Timing è tutto per il trattamento di insufficienza cardiaca con pacemaker

Le persone con insufficienza cardiaca congestizia sono spesso dato pacemaker per aiutare i loro cuori pompa in modo più efficiente. Ma i medici sono stati perplessi da circa il 40 per cento delle persone date quei dispositivi che non vanno meglio.

Spesso finiscono in ospedale o muoiono. Ora i ricercatori dicono di aver capito il problema. Si trattava di dare i dispositivi ai pazienti i cui cuori non erano così sincronizzati per cominciare.

Circa 200.000 persone con insufficienza cardiaca congestizia hanno impiantato i dispositivi dal 2006 al 2009. L’obiettivo era correggere un ritmo cardiaco anormale che colpisce molte persone con insufficienza cardiaca, rendendo le due potenti camere di pompaggio del cuore, o ventricoli, contratte fuori sincrono. Ciò riduce la quantità di sangue pompato.

E poiché le persone con insufficienza cardiaca congestizia hanno già un muscolo cardiaco debole, quel pompaggio inefficiente può essere un grosso problema.

Dopo un po’, però, è diventato chiaro ai cardiologi che molte persone non venivano aiutate dagli impianti. Ma gli studi non sono stati in grado di inchiodare il problema. “Volevamo guardare i dati degli studi clinici con più attenzione”, dice a Shots Ilke Sipahi, cardiologo presso l’University Hospitals Case Medical Center di Cleveland. Così lui ei suoi colleghi scricchiolava numeri da cinque studi clinici che coinvolgono 5.813 pazienti.

Hanno scoperto che le persone i cui ritmi cardiaci erano fuori da più di 150 millisecondi beneficiato di un pacemaker, mentre le persone con una variazione inferiore a 150 millisecondi ottenuto nessuno. I loro risultati sono stati pubblicati online oggi negli Archives of Internal Medicine.

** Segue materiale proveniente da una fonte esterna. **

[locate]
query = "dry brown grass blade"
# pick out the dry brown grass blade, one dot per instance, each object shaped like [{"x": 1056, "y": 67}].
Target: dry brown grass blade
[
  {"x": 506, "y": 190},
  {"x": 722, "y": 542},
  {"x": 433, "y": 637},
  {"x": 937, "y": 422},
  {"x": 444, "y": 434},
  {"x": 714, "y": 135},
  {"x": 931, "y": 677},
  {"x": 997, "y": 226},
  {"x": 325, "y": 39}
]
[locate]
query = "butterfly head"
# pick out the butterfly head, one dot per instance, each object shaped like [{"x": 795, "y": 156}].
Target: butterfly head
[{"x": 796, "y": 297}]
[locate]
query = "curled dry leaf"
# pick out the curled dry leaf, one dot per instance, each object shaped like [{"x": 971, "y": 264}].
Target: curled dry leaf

Semplice, giusto? Bene, il problema è che le attuali linee guida di organizzazioni come l’American Heart Association raccomandano anche pacemaker per le persone con variazioni da 120 a 150 millisecondi. “Non ne traggono alcun beneficio”, dice Sipahi.

Non solo non beneficiano, ma i pacemaker sono costosi. Sono inseriti con un intervento chirurgico, portando con sé il rischio di infezione. E gli speciali pacemaker a tre conduttori usati sui pazienti con insufficienza cardiaca sono difficili da installare. Sipahi non pensa che sia un problema nel motivo per cui non funzionano per molti. Invece, dice, è una chiara questione di scoprire quando i dispositivi funzionano, e quindi applicare quella lezione alla pratica quotidiana della medicina.